La economía estadounidense lleva años intentando ejecutar una de las operaciones más complejas de su historia reciente: desacoplarse, aunque sea parcialmente, de la manufactura china. Pero como en cualquier entrega de Misión Imposible, la misión se complica a cada paso, los objetivos cambian sobre la marcha y los obstáculos se multiplican. La diferencia es que aquí no hay máscaras de látex ni acrobacias imposibles: lo que está en juego es la estabilidad de cadenas de suministro globales que sostienen industrias completas.
A pesar de los anuncios políticos, las promesas de reindustrialización y las estrategias de “nearshoring” y “friendshoring”, Estados Unidos sigue atado a la capacidad industrial china. En sectores estratégicos como el tecnológico, el automotriz, el farmacéutico y los bienes de consumo, la dependencia no solo persiste: en algunos casos, se profundiza.
El caso de la tecnología es ilustrativo. Gigantes como Apple, Dell o Intel siguen confiando en China para el ensamblaje de dispositivos y la producción de componentes clave. Aunque parte de la producción se ha trasladado a India o Vietnam, la columna vertebral de la cadena sigue anclada en el delta del río Yangtsé. China representa más del 35% de las exportaciones globales de productos electrónicos, lo que refleja su peso dominante en el sector.
En el ámbito automotriz, el avance de los vehículos eléctricos ha reforzado la centralidad de China. No solo produce a gran escala, sino que lidera el procesamiento de materias primas críticas como el litio, el cobalto y las tierras raras. Más del 70% del litio procesado globalmente y alrededor del 60% del cobalto pasan por sus plantas. Incluso los fabricantes que ensamblan sus autos en suelo estadounidense o mexicano dependen directa o indirectamente de materiales chinos.
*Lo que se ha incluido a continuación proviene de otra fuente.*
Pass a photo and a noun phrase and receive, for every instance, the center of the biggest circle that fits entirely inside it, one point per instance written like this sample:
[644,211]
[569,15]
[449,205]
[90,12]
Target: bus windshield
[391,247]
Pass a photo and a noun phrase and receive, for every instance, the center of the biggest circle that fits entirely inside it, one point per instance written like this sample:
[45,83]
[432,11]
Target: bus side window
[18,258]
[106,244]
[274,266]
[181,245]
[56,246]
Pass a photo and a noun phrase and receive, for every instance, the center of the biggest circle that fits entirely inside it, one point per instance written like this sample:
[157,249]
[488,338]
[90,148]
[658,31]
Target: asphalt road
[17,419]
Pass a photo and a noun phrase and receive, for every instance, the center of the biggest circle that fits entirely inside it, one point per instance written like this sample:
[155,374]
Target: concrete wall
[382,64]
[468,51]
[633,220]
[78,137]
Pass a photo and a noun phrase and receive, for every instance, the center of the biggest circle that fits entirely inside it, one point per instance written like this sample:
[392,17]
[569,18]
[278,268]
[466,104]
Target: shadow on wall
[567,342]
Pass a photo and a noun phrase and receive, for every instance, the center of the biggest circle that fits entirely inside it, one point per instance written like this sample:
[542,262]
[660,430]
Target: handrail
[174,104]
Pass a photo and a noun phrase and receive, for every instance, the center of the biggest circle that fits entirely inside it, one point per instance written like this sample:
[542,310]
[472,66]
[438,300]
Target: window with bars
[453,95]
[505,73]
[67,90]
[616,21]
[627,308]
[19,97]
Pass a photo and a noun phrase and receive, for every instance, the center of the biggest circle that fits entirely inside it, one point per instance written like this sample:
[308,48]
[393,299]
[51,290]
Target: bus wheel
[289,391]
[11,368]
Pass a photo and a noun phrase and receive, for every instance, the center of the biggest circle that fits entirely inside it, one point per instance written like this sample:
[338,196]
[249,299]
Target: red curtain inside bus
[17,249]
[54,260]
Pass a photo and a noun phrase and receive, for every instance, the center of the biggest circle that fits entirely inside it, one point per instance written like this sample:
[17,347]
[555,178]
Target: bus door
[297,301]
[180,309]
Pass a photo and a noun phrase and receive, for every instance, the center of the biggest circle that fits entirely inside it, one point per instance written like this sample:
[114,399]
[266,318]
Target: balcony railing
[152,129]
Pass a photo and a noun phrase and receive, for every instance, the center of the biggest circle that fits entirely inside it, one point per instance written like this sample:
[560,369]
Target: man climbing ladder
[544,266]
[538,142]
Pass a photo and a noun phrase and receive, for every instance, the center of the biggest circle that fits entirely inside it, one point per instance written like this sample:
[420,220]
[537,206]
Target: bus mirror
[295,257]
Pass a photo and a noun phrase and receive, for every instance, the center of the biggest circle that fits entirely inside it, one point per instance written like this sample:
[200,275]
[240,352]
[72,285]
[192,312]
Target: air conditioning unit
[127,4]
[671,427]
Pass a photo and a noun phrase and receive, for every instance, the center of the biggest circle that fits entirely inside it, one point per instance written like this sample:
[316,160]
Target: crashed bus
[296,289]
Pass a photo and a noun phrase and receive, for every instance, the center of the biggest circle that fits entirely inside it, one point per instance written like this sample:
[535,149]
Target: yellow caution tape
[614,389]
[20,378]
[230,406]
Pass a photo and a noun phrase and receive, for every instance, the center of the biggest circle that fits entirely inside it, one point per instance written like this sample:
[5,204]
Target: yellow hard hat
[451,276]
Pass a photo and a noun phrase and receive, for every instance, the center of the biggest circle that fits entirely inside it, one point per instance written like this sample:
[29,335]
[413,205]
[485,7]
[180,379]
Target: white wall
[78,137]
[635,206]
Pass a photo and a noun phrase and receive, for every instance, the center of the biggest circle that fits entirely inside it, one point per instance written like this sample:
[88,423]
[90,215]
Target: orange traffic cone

El sector farmacéutico tampoco escapa. Cerca del 80% de los principios activos de los medicamentos que se consumen en Estados Unidos provienen de China o de India, que a su vez se abastece en buena medida del mercado chino. Durante la pandemia, bastó con que unas fábricas chinas cerraran temporalmente para que escasearan antibióticos y analgésicos en todo Occidente.
Los bienes de consumo, desde ropa y calzado hasta electrodomésticos y juguetes, completan el cuadro. Aunque ha habido cierta diversificación, China sigue siendo el proveedor principal, representando más del 30% de las importaciones estadounidenses en este rubro. Su eficiencia, infraestructura y red de proveedores hacen que, por ahora, resulte insustituible.
Frente a este escenario, la respuesta más visible ha sido el uso de aranceles. Desde 2018, Washington ha gravado cientos de miles de millones de dólares en productos chinos con el objetivo de nivelar la balanza comercial y presionar por reformas estructurales. Pero la eficacia de esta política ha sido, cuando menos, cuestionable. Las tarifas aumentaron los costos para consumidores y empresas estadounidenses, sin lograr un cambio profundo en las dinámicas comerciales. Incluso durante la Administración Trump, los aranceles se levantaban y se restablecían con frecuencia, especialmente en bienes que resultaban esenciales para la propia economía estadounidense, como teléfonos móviles u ordenadores.
La diversificación, por tanto, no es solo deseable, sino necesaria. Y aunque hay avances —como el crecimiento del nearshoring en México o la expansión de Apple en India—, la transición será larga. Replicar la capacidad industrial de regiones como Shenzhen lleva años, y construir ecosistemas industriales desde cero es una tarea titánica.
En definitiva, Estados Unidos intenta cumplir una misión crítica y compleja: reducir su dependencia sin romper sus cadenas. Pero como en cualquier cinta de Misión Imposible, el reloj avanza, las amenazas se multiplican y el éxito —si llega— será parcial, costoso y plagado de giros inesperados.
*José Félix Valdivieso, Director de IE China Observatory, autor del libro “China para los nuevos bárbaros” (Nola editores, junio 2024).